Brighton Pavilion MP Caroline Lucas is taking part in a high profile media awareness campaign this March to help the ovarian cancer charity Ovacome raise the profile of the disease.
The co leader of The Green Party is one of 11 celebrities involved in the publicity. They have all been photographed with something teal – the colour representing ovarian cancer by Ming Yeung, a professional cameraman and editor for Getty Images and husband of Ovacome member Rebecca Readshaw, who was diagnosed with the disease five years ago.
The idea is that people seeing the photography of the personalities will question whether they ‘have been tealed’, which is shorthand for knowing the symptoms of ovarian cancer.
Caroline is keen to help spread the message: “Most people know what to look out for with breast and even cervical cancer, but not so much with ovarian cancer – which is why this campaign is so important,” she says.
“The main symptoms can be remembered in Ovacome’s BEAT acronym: B is for bloating that doesn’t come and go; E is for eating less and feeling fuller quicker; A is for abdominal pain and T is for change in toilet habits.
“I’m urging women to make sure they go to a doctor if symptoms of ovarian cancer persist for more than two weeks – doing so could save your life.”

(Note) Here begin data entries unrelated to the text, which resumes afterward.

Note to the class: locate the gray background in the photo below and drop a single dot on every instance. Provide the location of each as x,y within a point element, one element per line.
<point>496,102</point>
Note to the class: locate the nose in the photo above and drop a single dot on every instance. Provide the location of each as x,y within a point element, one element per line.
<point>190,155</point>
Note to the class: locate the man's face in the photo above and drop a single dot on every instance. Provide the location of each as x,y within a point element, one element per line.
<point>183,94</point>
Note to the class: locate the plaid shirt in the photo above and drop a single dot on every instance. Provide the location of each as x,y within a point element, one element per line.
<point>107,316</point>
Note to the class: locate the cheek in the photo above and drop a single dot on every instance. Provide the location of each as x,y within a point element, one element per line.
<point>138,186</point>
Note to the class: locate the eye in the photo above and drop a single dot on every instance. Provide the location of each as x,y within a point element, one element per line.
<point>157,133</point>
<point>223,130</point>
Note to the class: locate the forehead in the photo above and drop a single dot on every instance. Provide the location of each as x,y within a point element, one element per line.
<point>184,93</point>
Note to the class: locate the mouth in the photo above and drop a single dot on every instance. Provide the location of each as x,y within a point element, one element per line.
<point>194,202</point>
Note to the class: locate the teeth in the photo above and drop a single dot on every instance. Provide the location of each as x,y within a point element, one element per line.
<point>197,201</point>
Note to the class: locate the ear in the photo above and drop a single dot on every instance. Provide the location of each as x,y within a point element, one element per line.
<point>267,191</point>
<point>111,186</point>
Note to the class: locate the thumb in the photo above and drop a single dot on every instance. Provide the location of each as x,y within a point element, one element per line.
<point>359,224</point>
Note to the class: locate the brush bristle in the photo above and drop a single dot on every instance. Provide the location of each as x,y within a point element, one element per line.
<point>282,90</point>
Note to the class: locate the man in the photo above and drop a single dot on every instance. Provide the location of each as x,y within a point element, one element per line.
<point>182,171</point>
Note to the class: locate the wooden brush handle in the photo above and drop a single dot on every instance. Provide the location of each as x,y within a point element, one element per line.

Fellow supporters of the campaign include the actors Jenny Agutter, Nigel Havers, Jane Asher and Terri Dwyer, the comedian Omid Djalili, the TV and radio presenter Sara Cox, MP David Lammy, the singers Hollie Cook and Kele Le Roc and radio presenter and former MP John Nicolson.
In recent research Ovacome found that despite bloating being the main sign of ovarian cancer, with almost nine in 10 women diagnosed having suffered from it, in only 20% of cases was it the symptom which took them to their GP.
They were far more likely to seek medical help when they have abdominal pain (47%), or a change in urination (25%): the most common symptoms to take a woman with ovarian cancer in the first instance to her doctor.
Ovacome’s chief executive Victoria Clare hopes the campaign will make women more aware of the potential significance of bloating:“We know that women recognise the symptoms of bloating, but often dismiss it as being something less sinister. It is understandable that they often only seek advice because of less easy to ignore pain, but this mindset needs to change,” says Victoria.
Ming wanted to shoot the high level media campaign to help spread awareness among men as well as women, after Rebecca’s stomach pain pre diagnosis was repeatedly dismissed by her GP as a parasitic infection from her six month stint in India. Rebecca also had bloating but thought nothing of it as she had a history of irritable bowel syndrome.
“I can’t help thinking that if Rebecca had been seen by a woman GP her ovarian cancer may have been picked up earlier,” says Ming. “As it happens it was stage 3 when it was finally diagnosed, over a year after her first visit to the GP,” he adds.
Now Rebecca, a BBC camera operator and aged 36, has stage 4 incurable ovarian cancer. At the time of Ming doing the photoshoots at the end of last year Rebecca was being given further chemotherapy, with her cancer having progressed after initial treatment.
Ming is optimistic ‘Have you been tealed?’ will make a difference to other women: “Hopefully, this campaign will help make everyone aware – including men – of what to look out for and not to dismiss the symptoms even in a young woman when it is much more likely to be something less serious,” says Ming.